Why Carbon Capture Is So Challenging
Separating CO₂ from industrial gas streams is difficult due to temperature, pressure, and chemical complexity.
- High temperatures in syngas streams
- Presence of steam, CO₂, hydrogen, and contaminants
- Pressure conditions exceeding 30 bar
- Need for high selectivity and durability
Traditional systems often require cooling, chemical regeneration, or large-scale infrastructure to operate effectively.
A Material Built for Harsh Conditions
Most polymer membranes struggle under extreme heat and pressure.
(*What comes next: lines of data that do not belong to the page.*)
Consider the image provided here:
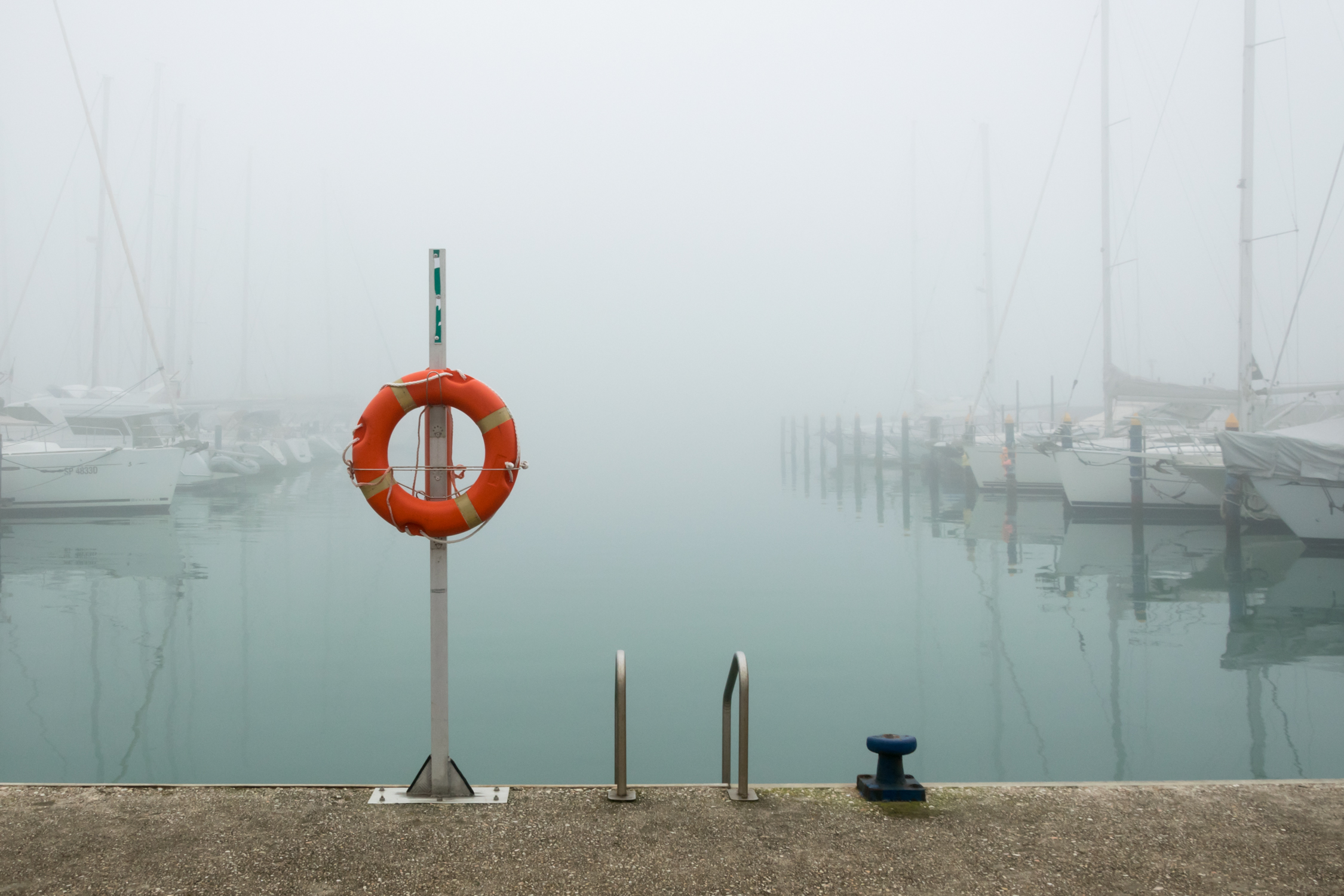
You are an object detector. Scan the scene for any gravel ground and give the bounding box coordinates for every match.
[0,783,1344,896]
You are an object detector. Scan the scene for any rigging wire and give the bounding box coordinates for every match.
[973,0,1101,409]
[332,199,397,376]
[51,0,182,422]
[1269,137,1344,385]
[0,119,98,357]
[1116,0,1200,247]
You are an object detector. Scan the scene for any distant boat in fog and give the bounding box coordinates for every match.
[0,399,186,516]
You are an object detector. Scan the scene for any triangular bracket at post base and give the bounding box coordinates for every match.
[406,756,476,798]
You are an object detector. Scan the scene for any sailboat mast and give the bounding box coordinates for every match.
[1101,0,1116,435]
[89,75,112,387]
[182,121,200,395]
[136,63,164,378]
[238,151,251,396]
[910,125,919,410]
[1236,0,1256,430]
[164,103,183,375]
[980,124,995,384]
Materials like PAN, PES, and PSU can compact, degrade, or lose performance.
Celazole® PBI, with a glass transition temperature of 427°C, offers exceptional thermal and chemical stability.
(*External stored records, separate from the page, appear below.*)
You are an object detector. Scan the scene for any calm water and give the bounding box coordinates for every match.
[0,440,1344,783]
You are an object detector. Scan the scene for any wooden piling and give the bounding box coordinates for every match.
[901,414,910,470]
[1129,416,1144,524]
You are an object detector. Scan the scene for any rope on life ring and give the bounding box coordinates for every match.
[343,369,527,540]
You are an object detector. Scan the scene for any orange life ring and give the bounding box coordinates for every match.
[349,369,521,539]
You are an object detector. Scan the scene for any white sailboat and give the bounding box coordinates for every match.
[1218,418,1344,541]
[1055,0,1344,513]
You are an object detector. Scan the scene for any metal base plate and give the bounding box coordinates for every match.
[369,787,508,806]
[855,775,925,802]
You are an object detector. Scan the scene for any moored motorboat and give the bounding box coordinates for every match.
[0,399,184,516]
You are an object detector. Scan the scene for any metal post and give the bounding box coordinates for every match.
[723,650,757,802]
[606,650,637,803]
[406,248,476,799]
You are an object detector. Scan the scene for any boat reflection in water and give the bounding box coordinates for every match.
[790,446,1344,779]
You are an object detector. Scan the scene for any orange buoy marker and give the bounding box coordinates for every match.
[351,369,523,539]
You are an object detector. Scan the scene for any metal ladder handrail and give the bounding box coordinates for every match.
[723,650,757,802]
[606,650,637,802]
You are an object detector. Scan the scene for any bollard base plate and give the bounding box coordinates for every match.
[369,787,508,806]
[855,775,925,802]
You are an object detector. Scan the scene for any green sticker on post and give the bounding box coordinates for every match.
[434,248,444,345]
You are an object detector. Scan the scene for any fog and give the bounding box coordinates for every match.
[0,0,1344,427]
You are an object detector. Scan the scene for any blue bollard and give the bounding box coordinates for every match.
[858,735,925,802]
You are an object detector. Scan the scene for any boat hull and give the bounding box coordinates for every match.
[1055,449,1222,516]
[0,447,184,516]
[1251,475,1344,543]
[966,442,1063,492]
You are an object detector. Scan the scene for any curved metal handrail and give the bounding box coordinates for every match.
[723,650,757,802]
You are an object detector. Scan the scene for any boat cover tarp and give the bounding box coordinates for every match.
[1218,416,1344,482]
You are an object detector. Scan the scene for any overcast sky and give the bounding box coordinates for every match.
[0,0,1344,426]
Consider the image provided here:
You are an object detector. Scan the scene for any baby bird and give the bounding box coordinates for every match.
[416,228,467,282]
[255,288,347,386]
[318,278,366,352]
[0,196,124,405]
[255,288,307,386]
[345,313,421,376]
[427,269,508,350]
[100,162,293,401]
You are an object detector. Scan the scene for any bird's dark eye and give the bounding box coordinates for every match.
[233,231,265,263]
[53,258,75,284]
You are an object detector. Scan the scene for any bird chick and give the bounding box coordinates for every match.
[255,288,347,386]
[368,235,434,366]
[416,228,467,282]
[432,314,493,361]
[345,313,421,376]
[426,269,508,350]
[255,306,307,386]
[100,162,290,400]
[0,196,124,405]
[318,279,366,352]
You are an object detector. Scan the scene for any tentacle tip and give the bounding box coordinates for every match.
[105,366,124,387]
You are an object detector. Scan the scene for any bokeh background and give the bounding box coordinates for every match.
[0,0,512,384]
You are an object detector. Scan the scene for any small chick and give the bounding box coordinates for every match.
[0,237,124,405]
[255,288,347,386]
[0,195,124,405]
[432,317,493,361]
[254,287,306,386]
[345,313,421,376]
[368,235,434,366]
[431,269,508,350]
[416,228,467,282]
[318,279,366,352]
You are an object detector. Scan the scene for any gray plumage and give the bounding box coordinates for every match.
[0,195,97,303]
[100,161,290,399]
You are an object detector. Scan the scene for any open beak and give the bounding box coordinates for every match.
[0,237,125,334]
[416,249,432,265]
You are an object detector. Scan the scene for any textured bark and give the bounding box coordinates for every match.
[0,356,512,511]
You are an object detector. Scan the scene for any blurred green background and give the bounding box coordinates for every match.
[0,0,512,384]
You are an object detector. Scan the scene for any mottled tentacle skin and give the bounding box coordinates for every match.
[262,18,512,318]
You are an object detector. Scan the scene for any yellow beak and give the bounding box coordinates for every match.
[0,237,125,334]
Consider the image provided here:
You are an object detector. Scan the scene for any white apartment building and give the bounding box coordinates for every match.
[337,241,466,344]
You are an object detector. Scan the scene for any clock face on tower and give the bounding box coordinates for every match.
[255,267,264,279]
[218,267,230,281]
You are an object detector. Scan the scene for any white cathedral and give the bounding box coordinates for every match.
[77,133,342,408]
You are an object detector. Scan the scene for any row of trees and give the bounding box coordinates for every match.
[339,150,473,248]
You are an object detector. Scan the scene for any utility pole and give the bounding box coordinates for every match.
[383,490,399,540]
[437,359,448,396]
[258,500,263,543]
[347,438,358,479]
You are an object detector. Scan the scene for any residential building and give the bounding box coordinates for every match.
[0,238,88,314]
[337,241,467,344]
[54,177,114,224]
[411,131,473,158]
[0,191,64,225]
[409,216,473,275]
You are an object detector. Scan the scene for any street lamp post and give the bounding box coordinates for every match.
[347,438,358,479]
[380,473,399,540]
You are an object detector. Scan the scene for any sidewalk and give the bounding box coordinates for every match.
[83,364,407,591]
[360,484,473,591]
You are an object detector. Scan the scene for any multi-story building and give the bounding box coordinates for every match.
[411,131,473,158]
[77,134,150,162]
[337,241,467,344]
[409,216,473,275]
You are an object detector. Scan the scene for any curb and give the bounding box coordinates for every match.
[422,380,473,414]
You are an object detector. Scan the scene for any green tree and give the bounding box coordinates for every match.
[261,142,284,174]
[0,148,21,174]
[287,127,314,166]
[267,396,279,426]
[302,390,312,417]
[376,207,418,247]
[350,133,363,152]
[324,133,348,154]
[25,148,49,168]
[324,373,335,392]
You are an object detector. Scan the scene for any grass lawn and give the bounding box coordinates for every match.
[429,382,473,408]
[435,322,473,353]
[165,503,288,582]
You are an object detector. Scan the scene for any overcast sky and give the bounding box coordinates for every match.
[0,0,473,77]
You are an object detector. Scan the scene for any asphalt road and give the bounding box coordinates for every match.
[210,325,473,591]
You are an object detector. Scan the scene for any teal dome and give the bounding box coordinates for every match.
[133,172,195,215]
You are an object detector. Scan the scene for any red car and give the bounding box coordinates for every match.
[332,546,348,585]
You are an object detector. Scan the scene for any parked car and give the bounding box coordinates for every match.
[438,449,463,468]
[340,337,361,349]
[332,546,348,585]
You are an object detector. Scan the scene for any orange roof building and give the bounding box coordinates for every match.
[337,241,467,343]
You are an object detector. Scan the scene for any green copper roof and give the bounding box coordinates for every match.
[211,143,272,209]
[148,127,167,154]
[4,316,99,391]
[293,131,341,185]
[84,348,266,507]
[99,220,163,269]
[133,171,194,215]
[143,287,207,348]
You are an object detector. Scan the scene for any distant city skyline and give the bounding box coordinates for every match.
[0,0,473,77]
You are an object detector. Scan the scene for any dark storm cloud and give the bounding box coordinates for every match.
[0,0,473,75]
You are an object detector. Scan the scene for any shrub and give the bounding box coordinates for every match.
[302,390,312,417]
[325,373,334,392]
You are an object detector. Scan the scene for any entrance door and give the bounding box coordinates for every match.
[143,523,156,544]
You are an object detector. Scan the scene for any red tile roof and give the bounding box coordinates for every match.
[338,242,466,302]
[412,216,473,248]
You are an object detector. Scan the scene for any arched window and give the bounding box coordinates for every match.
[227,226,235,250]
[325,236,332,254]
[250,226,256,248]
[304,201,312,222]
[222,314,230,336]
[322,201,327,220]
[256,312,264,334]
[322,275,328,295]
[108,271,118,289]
Its fully aromatic structure resists swelling, hydrolysis, and mechanical degradation.
This makes PBI ideal for syngas environments where hydrogen, CO₂, moisture, and acidic gases coexist.
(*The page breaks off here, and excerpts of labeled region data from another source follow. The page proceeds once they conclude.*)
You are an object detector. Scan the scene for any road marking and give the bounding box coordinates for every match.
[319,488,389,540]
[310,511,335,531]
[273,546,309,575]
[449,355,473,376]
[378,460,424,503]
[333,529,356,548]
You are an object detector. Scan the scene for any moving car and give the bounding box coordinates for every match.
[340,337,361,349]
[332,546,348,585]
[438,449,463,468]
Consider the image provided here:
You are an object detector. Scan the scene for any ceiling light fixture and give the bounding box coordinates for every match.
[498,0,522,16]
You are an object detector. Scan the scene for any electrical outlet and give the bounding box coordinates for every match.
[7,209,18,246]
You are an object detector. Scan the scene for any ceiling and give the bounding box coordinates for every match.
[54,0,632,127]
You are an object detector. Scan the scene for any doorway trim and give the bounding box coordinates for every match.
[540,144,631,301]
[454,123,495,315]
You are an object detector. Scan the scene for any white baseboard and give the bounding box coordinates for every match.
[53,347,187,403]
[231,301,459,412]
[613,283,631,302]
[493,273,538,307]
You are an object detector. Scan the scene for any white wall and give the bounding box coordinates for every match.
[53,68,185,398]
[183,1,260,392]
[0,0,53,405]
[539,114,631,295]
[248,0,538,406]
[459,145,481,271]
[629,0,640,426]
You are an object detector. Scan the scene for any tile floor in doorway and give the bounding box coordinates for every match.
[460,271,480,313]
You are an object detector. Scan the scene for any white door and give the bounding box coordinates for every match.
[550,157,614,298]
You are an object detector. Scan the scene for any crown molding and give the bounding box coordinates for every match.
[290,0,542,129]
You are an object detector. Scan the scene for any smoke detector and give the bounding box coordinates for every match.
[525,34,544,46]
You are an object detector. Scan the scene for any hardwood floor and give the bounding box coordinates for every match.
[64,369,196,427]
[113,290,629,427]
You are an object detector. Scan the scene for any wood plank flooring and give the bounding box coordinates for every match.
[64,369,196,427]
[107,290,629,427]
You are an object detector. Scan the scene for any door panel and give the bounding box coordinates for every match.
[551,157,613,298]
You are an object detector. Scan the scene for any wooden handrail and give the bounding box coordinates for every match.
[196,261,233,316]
Hydrogen Purification and Pre-Combustion Capture
PBI membranes perform exceptionally in high-temperature, high-pressure hydrogen separation systems.
- Stable at 225°C in steam, hydrogen, and CO₂ environments
- Pressure tolerance up to 200 psig
- Hydrogen recovery >99% with CO₂ rejection above 90%
- Long-term durability with no performance degradation
Unlike traditional membranes, PBI eliminates the need for gas cooling, improving overall process efficiency.
Selectivity Engineered at the Molecular Level
PBI membranes achieve separation through molecular-level selectivity.
Hydrogen molecules permeate quickly, while larger gases like CO₂ and CH₄ are rejected.
- Controlled porosity for optimized separation
- Thermal annealing improves selectivity
- Chemical crosslinking enhances stability and flexibility
Meeting the Challenges of Flue Gas
Post-combustion capture presents different challenges due to low CO₂ concentration and large gas volumes.
PBI-based thin-film composite membranes show strong potential by delivering high permeance while maintaining selectivity.
PBI vs Conventional Gas Separation Membranes
| Property | PBI | PAN / PES | PSU |
|---|---|---|---|
| Thermal Stability | Excellent | Moderate | Moderate |
| Chemical Resistance | High | Moderate | Moderate |
| Pressure Stability | High | Lower | Moderate |
| Best Use Case | High-temp CO₂ capture | Low-temp separation | General membranes |
Raising the Bar in Carbon Capture
Celazole® PBI enables membrane systems that operate reliably in extreme environments where conventional materials fail.
PBI Performance provides high-performance polymer solutions for advanced membrane development in CO₂ capture and gas purification.
Reach out to PBI Performance Products to request a sample or discuss your application.
Frequently Asked Questions
What is pre-combustion CO₂ capture?
It is the process of removing CO₂ from gas streams before combustion, typically during hydrogen production.
Why are membranes used for carbon capture?
Membranes provide energy-efficient separation without chemicals or large equipment.
Why is PBI effective for gas separation?
PBI offers high thermal stability, chemical resistance, and selectivity under extreme conditions.
Can PBI membranes operate at high temperatures?
Yes, PBI membranes perform at temperatures exceeding 200°C with strong durability.